Al of this, he said in his presentation, comes as IT security needs to meet new threats, including highly sophisticated new threats and mobile attacks, as well as the de-perimeterisation of the cloud.
Is the technology used in the office space up to the task?
According to Whyte, security breaches such as Play.com, RSA and Sony all tend to reduce confidence in IT security technology, whilst technology has started to become too complicated for `normal' users ½ and is moving too fast for anyone keep up.
The situation is compounded, he went on to say, because the technology is not `joined up' enough.
So what are the solutions?
Whyte argues that keeping wholly inside the corporate network perimeter is no longer an option, meaning that the role of the CIO needs to change from protector to enabler.
His long-term vision, he said, is that he would like get into a position where he is ambivalent about what data is being accessed, where it is from and when it is looked at/amended.
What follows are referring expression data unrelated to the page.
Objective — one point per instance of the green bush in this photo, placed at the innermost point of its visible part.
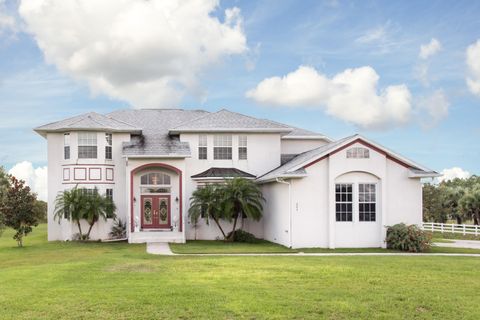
(407, 238)
(243, 236)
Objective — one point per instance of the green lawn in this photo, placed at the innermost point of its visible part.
(120, 281)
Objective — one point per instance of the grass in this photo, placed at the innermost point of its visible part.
(61, 280)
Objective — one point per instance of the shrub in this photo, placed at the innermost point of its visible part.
(407, 238)
(243, 236)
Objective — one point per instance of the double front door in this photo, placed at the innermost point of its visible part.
(155, 211)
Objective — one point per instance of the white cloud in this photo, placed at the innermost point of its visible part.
(350, 95)
(429, 49)
(473, 64)
(436, 106)
(452, 173)
(148, 53)
(35, 178)
(7, 22)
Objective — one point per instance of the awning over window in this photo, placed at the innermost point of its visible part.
(221, 173)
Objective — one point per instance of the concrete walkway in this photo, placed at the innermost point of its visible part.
(469, 244)
(160, 248)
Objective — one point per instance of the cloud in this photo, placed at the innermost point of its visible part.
(351, 95)
(35, 178)
(473, 64)
(436, 106)
(429, 49)
(7, 22)
(149, 53)
(452, 173)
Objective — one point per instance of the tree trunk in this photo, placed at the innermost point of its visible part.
(90, 229)
(220, 227)
(232, 234)
(79, 229)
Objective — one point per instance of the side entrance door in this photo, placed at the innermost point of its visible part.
(155, 211)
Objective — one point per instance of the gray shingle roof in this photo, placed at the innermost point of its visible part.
(223, 173)
(228, 121)
(155, 123)
(88, 121)
(286, 169)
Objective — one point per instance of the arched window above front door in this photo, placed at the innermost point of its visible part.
(155, 179)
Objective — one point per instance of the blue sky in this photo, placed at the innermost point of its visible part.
(328, 37)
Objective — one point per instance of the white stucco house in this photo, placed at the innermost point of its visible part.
(319, 192)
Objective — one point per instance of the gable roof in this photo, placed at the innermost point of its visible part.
(228, 121)
(295, 168)
(155, 140)
(88, 121)
(222, 173)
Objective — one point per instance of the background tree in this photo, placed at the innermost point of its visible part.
(206, 202)
(18, 209)
(241, 198)
(4, 183)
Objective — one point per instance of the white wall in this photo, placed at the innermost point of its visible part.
(63, 174)
(263, 154)
(296, 146)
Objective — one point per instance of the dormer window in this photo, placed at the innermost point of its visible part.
(358, 153)
(222, 147)
(66, 146)
(87, 145)
(108, 146)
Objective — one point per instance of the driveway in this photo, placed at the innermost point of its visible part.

And, he added, from which terminal and which data is being accessed.
Concluding his presentation, he said that the drivers for change and de-perimeterisation in our industry are huge and, whilst there has been no silver security bullet for the financial services IT professional, he is sure that one will arrive in the longer term.
Nevertheless, he says, we still need the security industry to give IT professionals better tools to prevent security incident, as well as giving professionals the tools to minimise the impact of an incident.